他以忠孝爱心取胜,当然不能不把这个名声保持到底。事实上,他的本性也确实与此相符,两位出谋划策的功臣也确实是对症下药地指导了这个学生。这个学生呢,也算作本色表演。
对那失败的竞争者六阿哥奕訢,他按照老皇帝的遗嘱封为恭亲王,而且是“世袭罔替”。这里关键是“世袭罔替”四个字,体现了这个封位的特殊性。
满清从开始就确定的十二等皇族爵位,所有的都是世袭,而罔替的就必须经过特殊恩准,由皇帝亲封。整个满清十二朝,一共才封了享有“世袭罔替”的皇族十二人,其中十人是亲王,二人是郡王。
如果没有罔替二字,世袭依然是世袭,却每次承袭都要降级继承爵位。一直降到规定的级别才保持不变,就以这个级别一直传递下去。
更厉害的是,这个降级还不是一级一级的降,而是跳级降,只要到第三代就降到了最后一级。比如亲王爵位,这是一级爵位。他的儿子继承的时候,就降到奉恩镇国公,这是第五等爵位。
等到孙子继承的时候,就从这个五等爵位再降四级,降到奉恩镇国公,这是第九等爵位。然后后代子孙就永远继承这个奉恩镇国公爵位了。
对比世袭罔替亲王和郡王,他们的后代继承人永远是亲王和郡王。可见同样是世袭,有没有罔替差别可就太大了。
因为有这个雷打不动的特征,人们也叫这样世袭罔替的亲王为“铁帽子亲王”。满清整个历史才只有十个这样的亲王有幸戴上铁帽子,可见他们的地位多么重要。简直比皇帝还稀缺,因为满清出的正式皇帝就多达十二位。
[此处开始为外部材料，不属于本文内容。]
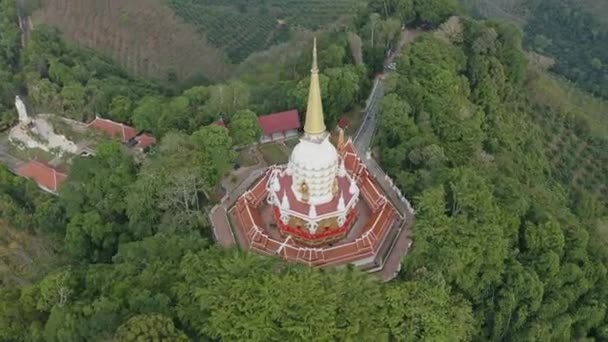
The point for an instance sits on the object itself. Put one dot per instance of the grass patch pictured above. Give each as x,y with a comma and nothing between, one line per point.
25,257
30,153
273,154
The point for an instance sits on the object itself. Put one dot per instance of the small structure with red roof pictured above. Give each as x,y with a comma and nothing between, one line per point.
114,129
144,141
220,123
47,177
127,134
280,125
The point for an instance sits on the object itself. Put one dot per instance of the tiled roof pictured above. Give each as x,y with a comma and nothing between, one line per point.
47,177
219,122
144,141
114,129
280,122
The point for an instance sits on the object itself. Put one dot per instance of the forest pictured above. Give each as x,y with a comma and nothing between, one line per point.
505,247
571,32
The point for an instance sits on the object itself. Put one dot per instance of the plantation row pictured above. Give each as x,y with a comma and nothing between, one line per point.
577,161
243,27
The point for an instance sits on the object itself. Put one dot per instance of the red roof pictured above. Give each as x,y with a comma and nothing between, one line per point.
114,129
219,122
144,141
280,122
47,177
343,122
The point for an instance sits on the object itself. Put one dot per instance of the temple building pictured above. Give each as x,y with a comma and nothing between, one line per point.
324,207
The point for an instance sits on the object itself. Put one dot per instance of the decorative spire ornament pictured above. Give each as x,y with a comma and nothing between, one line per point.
341,205
312,213
285,202
315,122
342,169
341,140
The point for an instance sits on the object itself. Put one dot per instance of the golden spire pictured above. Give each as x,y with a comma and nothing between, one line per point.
315,122
341,139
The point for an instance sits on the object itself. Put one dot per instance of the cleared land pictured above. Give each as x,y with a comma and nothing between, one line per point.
24,257
145,36
241,27
577,158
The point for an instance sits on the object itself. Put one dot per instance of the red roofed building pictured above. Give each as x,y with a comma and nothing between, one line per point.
281,125
47,177
309,211
114,129
144,141
220,123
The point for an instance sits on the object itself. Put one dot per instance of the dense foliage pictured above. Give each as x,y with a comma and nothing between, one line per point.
502,250
10,43
460,136
572,32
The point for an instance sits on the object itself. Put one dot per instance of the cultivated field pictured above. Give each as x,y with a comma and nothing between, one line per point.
145,36
241,27
577,158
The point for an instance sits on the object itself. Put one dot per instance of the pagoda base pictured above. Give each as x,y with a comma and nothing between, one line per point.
322,237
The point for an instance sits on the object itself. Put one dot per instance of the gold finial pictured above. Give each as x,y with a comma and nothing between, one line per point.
335,188
340,137
304,191
315,122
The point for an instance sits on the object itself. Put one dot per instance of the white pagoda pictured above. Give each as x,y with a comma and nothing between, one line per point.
313,196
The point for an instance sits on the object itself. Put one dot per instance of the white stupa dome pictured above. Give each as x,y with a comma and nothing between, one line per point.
316,164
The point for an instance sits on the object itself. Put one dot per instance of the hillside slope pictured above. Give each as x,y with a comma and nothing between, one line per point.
145,36
574,32
241,27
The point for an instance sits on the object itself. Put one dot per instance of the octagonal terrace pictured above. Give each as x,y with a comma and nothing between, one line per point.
379,234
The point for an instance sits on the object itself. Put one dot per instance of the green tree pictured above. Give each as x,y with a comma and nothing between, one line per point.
434,11
425,310
343,90
170,188
73,98
245,128
149,327
217,143
121,108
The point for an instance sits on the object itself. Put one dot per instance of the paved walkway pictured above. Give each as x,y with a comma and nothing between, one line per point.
219,214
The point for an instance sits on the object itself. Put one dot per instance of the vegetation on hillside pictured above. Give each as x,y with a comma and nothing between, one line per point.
573,32
242,27
143,36
10,43
503,249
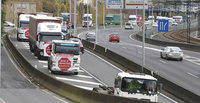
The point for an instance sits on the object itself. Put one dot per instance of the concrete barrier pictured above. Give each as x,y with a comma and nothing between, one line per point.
168,86
63,89
186,46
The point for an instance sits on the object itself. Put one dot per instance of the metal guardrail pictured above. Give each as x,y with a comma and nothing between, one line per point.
168,86
63,89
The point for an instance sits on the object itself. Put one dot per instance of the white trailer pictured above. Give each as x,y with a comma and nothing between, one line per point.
132,85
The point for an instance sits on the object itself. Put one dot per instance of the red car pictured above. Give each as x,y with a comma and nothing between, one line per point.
114,37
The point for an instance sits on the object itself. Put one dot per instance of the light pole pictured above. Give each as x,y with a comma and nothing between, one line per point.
96,21
70,11
143,38
87,17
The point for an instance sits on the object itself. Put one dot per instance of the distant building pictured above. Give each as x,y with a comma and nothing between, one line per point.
12,7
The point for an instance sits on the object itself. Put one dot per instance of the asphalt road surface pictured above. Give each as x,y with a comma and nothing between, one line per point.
185,73
16,88
94,70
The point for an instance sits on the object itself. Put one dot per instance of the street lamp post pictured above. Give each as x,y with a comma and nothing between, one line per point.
143,38
96,21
比如那个多尔衮,简直就是太上皇。其实恭亲王也是影响重大,经历三个皇帝,担任过总理大臣的皇室成员,岂是等闲之辈。
新任皇帝除了按照老皇帝的意思封了六弟奕訢为恭亲王以外,还惠及其他兄弟。就连已经过继出去的五弟奕誴也封为惇亲王。对十岁的七弟奕譞封为醇郡王,六岁的八弟奕詥封为钟郡王。连刚刚五岁的九弟奕譓也封为孚郡王。
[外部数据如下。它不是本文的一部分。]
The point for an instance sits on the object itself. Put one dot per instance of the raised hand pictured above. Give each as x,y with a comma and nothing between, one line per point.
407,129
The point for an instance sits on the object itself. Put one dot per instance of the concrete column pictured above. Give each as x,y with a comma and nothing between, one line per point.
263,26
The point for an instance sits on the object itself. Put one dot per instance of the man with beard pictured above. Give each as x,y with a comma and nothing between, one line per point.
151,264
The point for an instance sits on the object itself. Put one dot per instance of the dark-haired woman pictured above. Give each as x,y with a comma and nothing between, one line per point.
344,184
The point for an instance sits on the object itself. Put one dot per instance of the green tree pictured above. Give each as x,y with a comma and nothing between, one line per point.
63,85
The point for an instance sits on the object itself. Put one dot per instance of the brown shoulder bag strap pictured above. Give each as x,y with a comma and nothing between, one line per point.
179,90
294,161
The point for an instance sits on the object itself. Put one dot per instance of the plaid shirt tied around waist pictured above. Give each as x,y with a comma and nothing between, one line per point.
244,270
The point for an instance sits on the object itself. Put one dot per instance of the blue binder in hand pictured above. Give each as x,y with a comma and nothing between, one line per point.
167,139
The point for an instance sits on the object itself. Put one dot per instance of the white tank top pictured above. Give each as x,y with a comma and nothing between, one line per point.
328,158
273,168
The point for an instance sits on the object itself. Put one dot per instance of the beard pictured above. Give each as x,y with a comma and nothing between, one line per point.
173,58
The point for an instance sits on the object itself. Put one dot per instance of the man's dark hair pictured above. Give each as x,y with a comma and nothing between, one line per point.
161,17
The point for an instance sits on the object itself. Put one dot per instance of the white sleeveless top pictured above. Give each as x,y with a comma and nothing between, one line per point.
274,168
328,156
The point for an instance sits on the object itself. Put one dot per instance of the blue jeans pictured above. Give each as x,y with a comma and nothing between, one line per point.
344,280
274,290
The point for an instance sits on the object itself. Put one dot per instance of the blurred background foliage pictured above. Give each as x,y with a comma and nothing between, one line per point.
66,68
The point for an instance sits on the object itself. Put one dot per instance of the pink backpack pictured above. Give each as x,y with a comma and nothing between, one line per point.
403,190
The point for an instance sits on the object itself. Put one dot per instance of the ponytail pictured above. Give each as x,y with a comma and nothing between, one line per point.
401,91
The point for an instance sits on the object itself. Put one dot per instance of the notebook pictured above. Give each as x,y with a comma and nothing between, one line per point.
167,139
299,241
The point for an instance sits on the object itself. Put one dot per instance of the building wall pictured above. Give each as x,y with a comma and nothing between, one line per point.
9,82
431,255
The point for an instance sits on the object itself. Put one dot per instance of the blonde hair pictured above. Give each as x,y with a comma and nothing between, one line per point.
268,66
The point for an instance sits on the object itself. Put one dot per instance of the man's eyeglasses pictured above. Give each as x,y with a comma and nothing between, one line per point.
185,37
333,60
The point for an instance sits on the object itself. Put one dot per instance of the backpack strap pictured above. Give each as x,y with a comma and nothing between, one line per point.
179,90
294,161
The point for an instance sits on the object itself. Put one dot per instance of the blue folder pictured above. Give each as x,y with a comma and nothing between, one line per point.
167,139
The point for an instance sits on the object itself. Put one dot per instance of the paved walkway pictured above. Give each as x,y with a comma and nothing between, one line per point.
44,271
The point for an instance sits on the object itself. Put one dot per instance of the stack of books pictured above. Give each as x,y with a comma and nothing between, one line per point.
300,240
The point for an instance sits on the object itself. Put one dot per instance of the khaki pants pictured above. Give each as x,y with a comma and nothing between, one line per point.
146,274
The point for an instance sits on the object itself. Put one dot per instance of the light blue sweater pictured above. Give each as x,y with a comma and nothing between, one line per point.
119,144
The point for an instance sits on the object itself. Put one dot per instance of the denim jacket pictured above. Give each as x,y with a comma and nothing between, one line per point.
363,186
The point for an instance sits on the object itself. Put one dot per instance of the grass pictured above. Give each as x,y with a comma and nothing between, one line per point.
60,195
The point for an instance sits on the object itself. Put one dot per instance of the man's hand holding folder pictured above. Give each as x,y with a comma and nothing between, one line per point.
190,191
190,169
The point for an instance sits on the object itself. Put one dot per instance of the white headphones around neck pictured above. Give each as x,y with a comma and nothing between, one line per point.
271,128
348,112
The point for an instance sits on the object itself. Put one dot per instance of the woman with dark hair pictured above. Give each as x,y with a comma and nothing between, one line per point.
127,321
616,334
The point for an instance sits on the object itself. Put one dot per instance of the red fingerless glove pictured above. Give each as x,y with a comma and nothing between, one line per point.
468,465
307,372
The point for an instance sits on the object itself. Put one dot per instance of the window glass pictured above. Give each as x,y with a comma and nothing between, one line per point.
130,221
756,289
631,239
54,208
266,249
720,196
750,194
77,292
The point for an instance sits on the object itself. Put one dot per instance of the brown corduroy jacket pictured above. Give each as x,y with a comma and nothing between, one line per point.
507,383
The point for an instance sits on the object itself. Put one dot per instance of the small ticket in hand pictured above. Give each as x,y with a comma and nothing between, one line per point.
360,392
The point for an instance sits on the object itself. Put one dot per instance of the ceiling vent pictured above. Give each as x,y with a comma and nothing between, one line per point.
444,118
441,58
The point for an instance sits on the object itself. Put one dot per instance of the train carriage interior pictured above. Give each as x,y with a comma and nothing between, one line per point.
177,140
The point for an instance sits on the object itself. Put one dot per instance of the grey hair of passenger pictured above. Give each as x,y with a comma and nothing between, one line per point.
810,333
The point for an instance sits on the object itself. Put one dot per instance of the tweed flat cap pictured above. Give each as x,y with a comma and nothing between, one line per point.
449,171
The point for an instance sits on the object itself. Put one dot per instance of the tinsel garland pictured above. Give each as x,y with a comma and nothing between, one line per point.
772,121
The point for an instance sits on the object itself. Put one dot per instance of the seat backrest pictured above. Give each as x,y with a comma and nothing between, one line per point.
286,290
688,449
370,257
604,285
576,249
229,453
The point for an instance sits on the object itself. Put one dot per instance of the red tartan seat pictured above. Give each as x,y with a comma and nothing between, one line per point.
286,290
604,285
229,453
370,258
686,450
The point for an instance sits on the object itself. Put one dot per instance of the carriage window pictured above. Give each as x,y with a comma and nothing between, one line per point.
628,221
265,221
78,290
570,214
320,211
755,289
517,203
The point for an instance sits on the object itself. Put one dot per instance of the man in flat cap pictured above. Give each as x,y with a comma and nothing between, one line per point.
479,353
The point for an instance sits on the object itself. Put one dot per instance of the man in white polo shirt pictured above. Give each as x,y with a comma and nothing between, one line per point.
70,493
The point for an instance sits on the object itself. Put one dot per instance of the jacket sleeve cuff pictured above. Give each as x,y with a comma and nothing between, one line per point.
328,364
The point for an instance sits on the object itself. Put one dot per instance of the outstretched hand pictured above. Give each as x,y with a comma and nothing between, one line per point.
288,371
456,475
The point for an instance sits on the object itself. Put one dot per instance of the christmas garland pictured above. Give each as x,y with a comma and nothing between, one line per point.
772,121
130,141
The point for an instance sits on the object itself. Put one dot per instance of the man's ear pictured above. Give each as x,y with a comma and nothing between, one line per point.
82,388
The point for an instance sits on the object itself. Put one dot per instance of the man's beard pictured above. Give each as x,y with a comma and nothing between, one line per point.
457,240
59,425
这一通封王安顿了皇室,接下来就该整顿朝纲和对付老皇帝留下的烂摊子了。这当然离不开自己的恩师杜授田。咸丰皇帝首先封赏了他的拥戴大功,升他为协办大学士,由原来他的最高官阶从二品,直接进到了从一品,越过了正二品。
杜大学士更是精励图治,不但自己废寝忘食,而且不忘记帮了大忙的曾国藩。几此借机提起以后,新皇帝明白了自己成功得登大宝还有这样一位背后拥立的大功臣。
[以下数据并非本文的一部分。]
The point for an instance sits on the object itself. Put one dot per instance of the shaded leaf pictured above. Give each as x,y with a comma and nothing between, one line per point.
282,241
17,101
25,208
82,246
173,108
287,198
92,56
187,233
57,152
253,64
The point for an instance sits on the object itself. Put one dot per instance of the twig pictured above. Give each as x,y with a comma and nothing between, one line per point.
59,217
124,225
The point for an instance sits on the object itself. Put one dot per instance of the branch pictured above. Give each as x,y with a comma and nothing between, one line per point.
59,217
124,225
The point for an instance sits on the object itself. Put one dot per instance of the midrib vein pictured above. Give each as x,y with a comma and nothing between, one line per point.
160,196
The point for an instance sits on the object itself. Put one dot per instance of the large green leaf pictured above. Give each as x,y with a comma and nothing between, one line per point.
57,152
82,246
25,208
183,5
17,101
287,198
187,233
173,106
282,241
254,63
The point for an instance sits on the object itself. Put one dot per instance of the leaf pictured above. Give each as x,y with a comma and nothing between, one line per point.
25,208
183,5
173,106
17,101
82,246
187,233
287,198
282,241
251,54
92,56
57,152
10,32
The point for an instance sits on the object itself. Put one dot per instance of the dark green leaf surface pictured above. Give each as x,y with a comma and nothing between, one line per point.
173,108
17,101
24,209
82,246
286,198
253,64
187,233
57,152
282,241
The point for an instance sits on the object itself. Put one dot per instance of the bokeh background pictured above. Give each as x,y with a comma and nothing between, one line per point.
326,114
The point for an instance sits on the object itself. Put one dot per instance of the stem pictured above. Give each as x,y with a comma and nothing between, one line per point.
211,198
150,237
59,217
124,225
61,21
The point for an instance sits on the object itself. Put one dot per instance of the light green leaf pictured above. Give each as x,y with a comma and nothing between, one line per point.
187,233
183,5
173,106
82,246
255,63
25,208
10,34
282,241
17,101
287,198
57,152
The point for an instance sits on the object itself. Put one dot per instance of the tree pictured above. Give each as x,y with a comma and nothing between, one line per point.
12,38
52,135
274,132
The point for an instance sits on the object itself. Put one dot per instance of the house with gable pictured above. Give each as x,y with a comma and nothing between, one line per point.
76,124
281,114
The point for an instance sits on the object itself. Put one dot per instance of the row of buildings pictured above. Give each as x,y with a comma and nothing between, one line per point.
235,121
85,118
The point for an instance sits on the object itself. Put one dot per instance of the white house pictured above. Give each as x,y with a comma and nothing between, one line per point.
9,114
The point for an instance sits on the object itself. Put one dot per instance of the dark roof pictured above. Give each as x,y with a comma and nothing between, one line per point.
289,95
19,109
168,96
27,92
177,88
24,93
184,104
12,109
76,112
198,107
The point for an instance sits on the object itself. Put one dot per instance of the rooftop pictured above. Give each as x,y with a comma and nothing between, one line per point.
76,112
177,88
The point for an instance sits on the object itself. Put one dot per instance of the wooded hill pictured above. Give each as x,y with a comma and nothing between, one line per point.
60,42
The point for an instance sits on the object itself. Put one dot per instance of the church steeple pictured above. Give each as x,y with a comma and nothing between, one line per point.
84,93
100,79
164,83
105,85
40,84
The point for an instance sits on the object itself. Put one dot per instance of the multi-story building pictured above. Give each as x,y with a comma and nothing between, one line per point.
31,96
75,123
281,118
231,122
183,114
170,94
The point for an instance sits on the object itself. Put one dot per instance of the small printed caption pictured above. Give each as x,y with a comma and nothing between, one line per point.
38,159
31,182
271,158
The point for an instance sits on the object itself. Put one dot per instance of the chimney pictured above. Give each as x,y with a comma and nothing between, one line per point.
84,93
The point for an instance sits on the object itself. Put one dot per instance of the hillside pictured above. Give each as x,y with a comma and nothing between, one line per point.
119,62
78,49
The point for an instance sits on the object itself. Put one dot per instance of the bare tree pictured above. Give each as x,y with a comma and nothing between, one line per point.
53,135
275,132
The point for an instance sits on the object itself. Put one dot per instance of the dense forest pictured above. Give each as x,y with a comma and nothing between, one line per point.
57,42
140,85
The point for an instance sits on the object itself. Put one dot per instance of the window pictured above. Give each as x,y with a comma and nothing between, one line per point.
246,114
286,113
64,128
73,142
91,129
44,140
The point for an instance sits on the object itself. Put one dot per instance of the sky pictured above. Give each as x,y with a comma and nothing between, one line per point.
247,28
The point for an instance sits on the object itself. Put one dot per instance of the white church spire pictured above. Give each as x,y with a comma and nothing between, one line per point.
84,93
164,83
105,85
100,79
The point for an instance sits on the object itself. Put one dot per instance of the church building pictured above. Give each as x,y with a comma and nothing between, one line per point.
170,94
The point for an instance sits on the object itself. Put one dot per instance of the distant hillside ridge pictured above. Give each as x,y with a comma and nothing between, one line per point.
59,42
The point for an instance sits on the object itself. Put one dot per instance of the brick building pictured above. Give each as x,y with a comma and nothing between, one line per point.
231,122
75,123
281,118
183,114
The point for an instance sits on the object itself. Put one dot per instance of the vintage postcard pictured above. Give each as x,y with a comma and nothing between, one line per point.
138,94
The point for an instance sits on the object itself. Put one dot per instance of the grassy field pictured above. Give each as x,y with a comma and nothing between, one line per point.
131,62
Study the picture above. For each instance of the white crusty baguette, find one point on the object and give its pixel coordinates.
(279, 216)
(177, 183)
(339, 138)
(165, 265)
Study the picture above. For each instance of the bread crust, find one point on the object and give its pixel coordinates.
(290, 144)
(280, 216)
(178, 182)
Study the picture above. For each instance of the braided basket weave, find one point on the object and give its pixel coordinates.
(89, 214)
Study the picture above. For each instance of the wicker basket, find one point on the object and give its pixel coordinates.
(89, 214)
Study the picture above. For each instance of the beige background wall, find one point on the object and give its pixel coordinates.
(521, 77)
尤其是听了自己那位言语谨慎的老师把他夸得古今中外无人能及,是自己巩固皇位,改变现状的绝大助力的时候,他就迫不及待要老师把他召来,当面垂询,商榷大事了。
三人会面的地点是皇帝的御书房。选在这个地点也表明了新皇帝把曾国藩当成了绝对的心腹,因为御书房不但是皇帝闲暇读书写字的地方,也是他收藏机密的所在。只有关系特别密切的人才能进入。
曾国藩当然知道这次召见的重要和新皇帝对他的亲近,由此他特别感谢老朋友杜授田。如果不是他对新皇帝递话过去,这些暗中的图谋谁会知道?
到皇帝的御书房去,老曾也是大姑娘坐轿头一次,不禁有些紧张。幸好有老杜老马识途,一边引路,一边轻声给他介绍。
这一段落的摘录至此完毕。